Superpathway of sulfur amino acid biosynthesis. Near each enzyme (gene product) is a bar representing the regression weights of the six significant cultivation parameters. These parameters are stated in the legend in the upper-left corner of this figure. A blank box indicates that the cultivation parameter is not selected by the regression model. Red and green boxes indicate positive (upregulation) and negative (downregulation) regression weights, respectively. Darker colors indicate larger regression weights.

Figure 7

Normalized gene expression patterns of the genes that are part of the superpathway of sulfur amino acid biosynthesis and additional genes discussed in the text. The expression values of each gene are linearly scaled to range from -1 to 1. Here, -1 represents the lowest expression value and 1 indicates a gene's highest expression value. These normalized expression patterns are projected on the green-black-red colormap to derive the heatmap visualization.

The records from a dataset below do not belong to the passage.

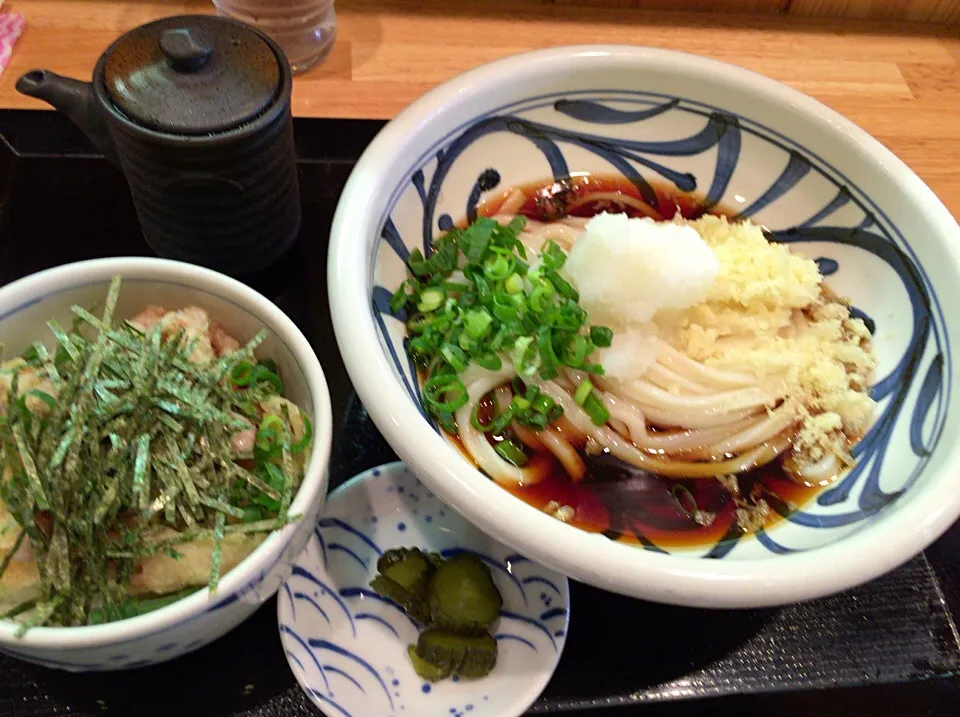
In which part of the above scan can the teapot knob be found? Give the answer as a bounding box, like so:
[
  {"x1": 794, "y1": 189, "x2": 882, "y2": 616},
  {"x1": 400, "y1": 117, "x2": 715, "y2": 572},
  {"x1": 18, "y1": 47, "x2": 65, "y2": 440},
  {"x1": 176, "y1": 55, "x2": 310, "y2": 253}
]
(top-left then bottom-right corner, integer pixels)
[{"x1": 160, "y1": 27, "x2": 211, "y2": 72}]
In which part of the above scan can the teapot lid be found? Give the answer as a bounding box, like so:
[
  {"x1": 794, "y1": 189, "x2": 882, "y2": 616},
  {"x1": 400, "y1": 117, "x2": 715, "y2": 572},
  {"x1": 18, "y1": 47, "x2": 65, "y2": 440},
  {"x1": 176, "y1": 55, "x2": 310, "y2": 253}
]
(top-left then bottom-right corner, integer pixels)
[{"x1": 102, "y1": 15, "x2": 281, "y2": 135}]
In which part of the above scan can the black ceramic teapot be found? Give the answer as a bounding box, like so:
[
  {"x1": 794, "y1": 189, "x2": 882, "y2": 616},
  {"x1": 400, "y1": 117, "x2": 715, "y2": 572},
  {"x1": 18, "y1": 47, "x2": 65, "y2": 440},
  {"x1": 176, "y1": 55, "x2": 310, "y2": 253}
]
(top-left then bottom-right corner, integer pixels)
[{"x1": 17, "y1": 15, "x2": 300, "y2": 275}]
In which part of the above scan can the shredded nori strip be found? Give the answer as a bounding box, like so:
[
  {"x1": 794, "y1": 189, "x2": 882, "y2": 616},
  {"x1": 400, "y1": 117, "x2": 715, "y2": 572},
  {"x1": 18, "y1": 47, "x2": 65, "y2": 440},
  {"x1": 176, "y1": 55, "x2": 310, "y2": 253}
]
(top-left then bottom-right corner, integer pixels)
[{"x1": 0, "y1": 277, "x2": 310, "y2": 632}]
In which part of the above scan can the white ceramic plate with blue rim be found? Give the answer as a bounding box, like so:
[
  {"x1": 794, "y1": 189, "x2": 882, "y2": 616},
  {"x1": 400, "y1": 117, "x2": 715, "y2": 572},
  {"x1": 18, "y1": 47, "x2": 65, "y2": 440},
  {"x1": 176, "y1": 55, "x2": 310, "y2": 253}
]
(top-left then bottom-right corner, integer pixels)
[
  {"x1": 277, "y1": 463, "x2": 570, "y2": 717},
  {"x1": 329, "y1": 46, "x2": 960, "y2": 607}
]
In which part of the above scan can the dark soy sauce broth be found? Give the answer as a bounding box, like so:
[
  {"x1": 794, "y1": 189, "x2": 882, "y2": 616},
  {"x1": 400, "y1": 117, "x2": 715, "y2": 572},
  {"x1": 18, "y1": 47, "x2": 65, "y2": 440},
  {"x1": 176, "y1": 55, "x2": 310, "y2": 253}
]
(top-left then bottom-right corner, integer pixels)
[{"x1": 448, "y1": 175, "x2": 821, "y2": 547}]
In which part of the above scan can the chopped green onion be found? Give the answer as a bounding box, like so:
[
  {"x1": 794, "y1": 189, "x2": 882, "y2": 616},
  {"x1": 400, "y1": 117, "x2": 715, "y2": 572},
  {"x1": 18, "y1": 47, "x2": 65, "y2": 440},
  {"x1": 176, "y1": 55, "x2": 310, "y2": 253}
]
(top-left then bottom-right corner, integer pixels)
[
  {"x1": 457, "y1": 217, "x2": 500, "y2": 262},
  {"x1": 494, "y1": 440, "x2": 527, "y2": 468},
  {"x1": 483, "y1": 254, "x2": 513, "y2": 281},
  {"x1": 417, "y1": 287, "x2": 447, "y2": 313},
  {"x1": 590, "y1": 326, "x2": 613, "y2": 349},
  {"x1": 463, "y1": 309, "x2": 493, "y2": 340},
  {"x1": 510, "y1": 396, "x2": 531, "y2": 413},
  {"x1": 563, "y1": 336, "x2": 587, "y2": 368},
  {"x1": 440, "y1": 344, "x2": 467, "y2": 372},
  {"x1": 493, "y1": 294, "x2": 520, "y2": 323},
  {"x1": 423, "y1": 374, "x2": 470, "y2": 413},
  {"x1": 573, "y1": 378, "x2": 593, "y2": 406},
  {"x1": 583, "y1": 391, "x2": 610, "y2": 426}
]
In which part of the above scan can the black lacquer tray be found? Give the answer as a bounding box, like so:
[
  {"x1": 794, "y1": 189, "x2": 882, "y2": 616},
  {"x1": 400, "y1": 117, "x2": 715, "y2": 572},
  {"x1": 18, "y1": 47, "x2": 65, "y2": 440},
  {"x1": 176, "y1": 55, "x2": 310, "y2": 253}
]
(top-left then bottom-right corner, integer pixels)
[{"x1": 0, "y1": 111, "x2": 960, "y2": 717}]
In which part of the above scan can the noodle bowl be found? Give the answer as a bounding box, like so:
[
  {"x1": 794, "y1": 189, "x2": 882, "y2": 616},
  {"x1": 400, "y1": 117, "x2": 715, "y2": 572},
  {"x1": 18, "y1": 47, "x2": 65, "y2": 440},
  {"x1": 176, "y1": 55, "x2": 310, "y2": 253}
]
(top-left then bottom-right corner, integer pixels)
[{"x1": 398, "y1": 176, "x2": 873, "y2": 543}]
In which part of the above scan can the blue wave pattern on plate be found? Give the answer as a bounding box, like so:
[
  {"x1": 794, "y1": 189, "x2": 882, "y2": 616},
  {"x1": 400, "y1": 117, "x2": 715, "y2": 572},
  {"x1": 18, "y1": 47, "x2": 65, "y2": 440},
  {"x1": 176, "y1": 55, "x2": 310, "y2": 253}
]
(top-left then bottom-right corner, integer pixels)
[
  {"x1": 280, "y1": 473, "x2": 568, "y2": 717},
  {"x1": 371, "y1": 90, "x2": 952, "y2": 558}
]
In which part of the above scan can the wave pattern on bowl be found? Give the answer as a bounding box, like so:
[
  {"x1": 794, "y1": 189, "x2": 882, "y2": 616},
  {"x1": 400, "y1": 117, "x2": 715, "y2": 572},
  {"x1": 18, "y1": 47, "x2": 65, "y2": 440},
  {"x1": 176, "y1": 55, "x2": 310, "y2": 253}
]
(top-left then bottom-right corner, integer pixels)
[{"x1": 371, "y1": 90, "x2": 952, "y2": 559}]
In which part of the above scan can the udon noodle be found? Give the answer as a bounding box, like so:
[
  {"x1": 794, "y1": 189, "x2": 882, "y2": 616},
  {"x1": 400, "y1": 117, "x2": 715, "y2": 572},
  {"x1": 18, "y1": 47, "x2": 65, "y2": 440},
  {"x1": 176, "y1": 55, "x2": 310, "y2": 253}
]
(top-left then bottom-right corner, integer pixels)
[{"x1": 400, "y1": 177, "x2": 873, "y2": 544}]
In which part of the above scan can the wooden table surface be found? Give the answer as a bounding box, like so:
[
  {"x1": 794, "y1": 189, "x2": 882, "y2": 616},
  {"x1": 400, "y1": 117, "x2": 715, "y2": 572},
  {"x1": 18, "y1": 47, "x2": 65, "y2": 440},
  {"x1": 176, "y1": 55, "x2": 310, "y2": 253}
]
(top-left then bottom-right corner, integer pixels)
[{"x1": 0, "y1": 0, "x2": 960, "y2": 217}]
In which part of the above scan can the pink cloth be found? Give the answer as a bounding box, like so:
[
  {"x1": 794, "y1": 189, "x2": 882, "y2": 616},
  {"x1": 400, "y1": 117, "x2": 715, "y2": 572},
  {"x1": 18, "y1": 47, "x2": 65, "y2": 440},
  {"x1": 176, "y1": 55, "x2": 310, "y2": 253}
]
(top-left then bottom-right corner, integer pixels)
[{"x1": 0, "y1": 13, "x2": 26, "y2": 75}]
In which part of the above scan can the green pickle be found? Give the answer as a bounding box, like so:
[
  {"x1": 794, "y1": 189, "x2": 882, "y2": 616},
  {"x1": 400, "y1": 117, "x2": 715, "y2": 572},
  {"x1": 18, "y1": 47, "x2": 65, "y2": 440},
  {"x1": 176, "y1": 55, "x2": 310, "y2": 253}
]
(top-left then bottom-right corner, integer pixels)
[
  {"x1": 370, "y1": 548, "x2": 435, "y2": 623},
  {"x1": 407, "y1": 645, "x2": 450, "y2": 682},
  {"x1": 370, "y1": 548, "x2": 503, "y2": 682},
  {"x1": 429, "y1": 553, "x2": 503, "y2": 631},
  {"x1": 416, "y1": 628, "x2": 497, "y2": 677},
  {"x1": 377, "y1": 548, "x2": 435, "y2": 593}
]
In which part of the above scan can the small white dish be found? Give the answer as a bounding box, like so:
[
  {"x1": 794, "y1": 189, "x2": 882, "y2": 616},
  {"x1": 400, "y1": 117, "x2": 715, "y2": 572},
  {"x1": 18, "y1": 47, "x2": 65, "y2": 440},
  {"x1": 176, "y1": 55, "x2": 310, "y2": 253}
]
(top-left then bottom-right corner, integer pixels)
[{"x1": 277, "y1": 463, "x2": 570, "y2": 717}]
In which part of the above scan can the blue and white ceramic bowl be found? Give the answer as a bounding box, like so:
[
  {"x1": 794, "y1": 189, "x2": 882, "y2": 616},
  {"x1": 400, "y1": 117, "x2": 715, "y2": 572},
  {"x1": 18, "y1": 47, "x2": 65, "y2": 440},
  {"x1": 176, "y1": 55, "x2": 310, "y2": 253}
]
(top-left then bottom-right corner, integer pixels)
[
  {"x1": 0, "y1": 258, "x2": 333, "y2": 671},
  {"x1": 277, "y1": 463, "x2": 570, "y2": 717},
  {"x1": 329, "y1": 46, "x2": 960, "y2": 607}
]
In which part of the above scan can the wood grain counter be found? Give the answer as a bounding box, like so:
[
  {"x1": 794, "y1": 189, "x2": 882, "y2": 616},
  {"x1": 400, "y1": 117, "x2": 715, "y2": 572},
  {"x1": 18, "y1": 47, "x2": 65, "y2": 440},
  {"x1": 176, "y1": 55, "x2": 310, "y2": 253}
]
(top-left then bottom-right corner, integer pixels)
[{"x1": 0, "y1": 0, "x2": 960, "y2": 217}]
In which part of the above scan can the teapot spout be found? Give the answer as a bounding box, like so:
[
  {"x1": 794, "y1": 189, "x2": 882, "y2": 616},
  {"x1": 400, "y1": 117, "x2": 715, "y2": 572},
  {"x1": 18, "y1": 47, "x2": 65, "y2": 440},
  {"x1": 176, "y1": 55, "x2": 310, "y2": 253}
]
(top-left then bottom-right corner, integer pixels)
[{"x1": 16, "y1": 70, "x2": 116, "y2": 163}]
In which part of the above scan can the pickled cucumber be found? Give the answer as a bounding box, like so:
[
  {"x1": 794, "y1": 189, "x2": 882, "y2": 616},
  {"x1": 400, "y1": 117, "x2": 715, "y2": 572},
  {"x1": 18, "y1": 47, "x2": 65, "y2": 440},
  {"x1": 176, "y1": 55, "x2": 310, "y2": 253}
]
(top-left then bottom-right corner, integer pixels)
[
  {"x1": 407, "y1": 645, "x2": 450, "y2": 682},
  {"x1": 416, "y1": 628, "x2": 497, "y2": 677},
  {"x1": 377, "y1": 548, "x2": 436, "y2": 593},
  {"x1": 370, "y1": 548, "x2": 436, "y2": 624},
  {"x1": 428, "y1": 553, "x2": 503, "y2": 632},
  {"x1": 370, "y1": 548, "x2": 503, "y2": 682}
]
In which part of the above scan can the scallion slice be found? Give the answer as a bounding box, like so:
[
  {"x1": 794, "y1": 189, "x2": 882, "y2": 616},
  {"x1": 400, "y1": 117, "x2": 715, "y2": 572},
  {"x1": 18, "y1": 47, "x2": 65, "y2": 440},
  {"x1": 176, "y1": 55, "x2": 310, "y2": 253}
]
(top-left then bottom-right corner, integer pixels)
[{"x1": 494, "y1": 439, "x2": 527, "y2": 468}]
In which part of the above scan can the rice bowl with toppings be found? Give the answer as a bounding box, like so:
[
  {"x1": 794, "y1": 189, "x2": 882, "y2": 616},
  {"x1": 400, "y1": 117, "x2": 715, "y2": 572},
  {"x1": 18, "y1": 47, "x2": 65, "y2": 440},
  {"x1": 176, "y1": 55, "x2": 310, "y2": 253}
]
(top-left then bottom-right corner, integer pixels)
[{"x1": 0, "y1": 259, "x2": 331, "y2": 670}]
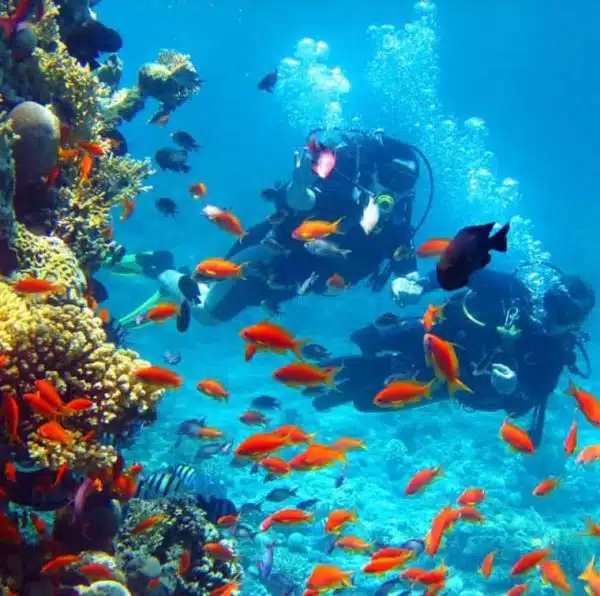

Separate branches of the pathway are indicated by the grey horizontal lines. For the group denoted as "Additional genes", the grey horizontal lines split the genes in functionally related groups. The magenta boxes and arrows indicate the cultivation parameters, where methionine is used as nitrogen or sulfur source. The magenta ellipses and arrows highlight the expression levels of the SOD and GSH genes under zinc limitation.

Figure 8

Normalized gene expression patterns for twelve uncharacterized or dubious genes. The expression values of each gene are linearly scaled to range from -1 to 1. Here, -1 represents the lowest expression value and 1 indicates a gene's highest expression value. These normalized expression patterns are projected on the green-black-red colormap to derive the heatmap visualization. The magenta boxes and lines highlight the cultivation parameters that influence the expression of the genes.

Figure 9

Analysis of two groups: The genes upregulated in a dig1Δ, dig2Δ strain and the genes downregulated in this strain. Middle: Normalized regression weights for the significant cultivation parameters across the gene groups. Top: The genes were clustered based on these regression weights. Bottom: Schematic representation of the enrichment p-values and related false discovery rates (q-values) for each of the uncovered clusters when related to TF binding data and MIPS functional categories.